We've been organizing bloggers to cover JavaOne for us this year. One of the ones I contacted responded "I'm such a nerd, I still get excited over these things." I thought about that as I entered Steve Jobs' keynote at Apple's developer conference yesterday. These still excite me. I've seen every MacWorld and WWDC keynote that Jobs has delivered since he returned to Apple and when he has a message to deliver, no one is better.
You've heard by now about the announcement yesterday that Apple is switching from PowerPC chips to intel chips. However you feel about this decision, the way that it was delivered was masterful.
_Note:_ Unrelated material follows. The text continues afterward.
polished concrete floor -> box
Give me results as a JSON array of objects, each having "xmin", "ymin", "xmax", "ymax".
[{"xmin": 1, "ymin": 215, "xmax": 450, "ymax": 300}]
First, the tension built as the audience waited for the rumors to be addressed. Then the rumor was confirmed with a slide that read "It's true". The audience groaned. What would this mean? Why would Apple risk years of foundering while they ported to yet another platform? What does a developer need to do to port to this new chip? What about products that are no longer under active development?
Maybe I'm still under the influence of the famous reality distortion field, but the answers were stunning. The first news was the for the past five years Mac OS X has worked on both PowerPC and intel. Jobs called this the "Just in case" plan. This was not some spur of the moment "maybe we should change our architecture decision". You feel, again, that someone is driving the bus and that there is direction. Also, Apple provided developers with the tools they need to make the transition: developer tools were handed out immediately and intel Macs will be available for developers in the next few weeks. They even brought out a porting success story by having Theo Gray describe the 20 lines out of millions of lines of code in Mathematica that needed changing. The third piece is Rosetta which translates PowerPC for intel boxes on the client machine. As Jobs put it, it is fast (enough).
The message was clear and the audience of developers left feeling a lot better than when they came in. A presentation worth studying.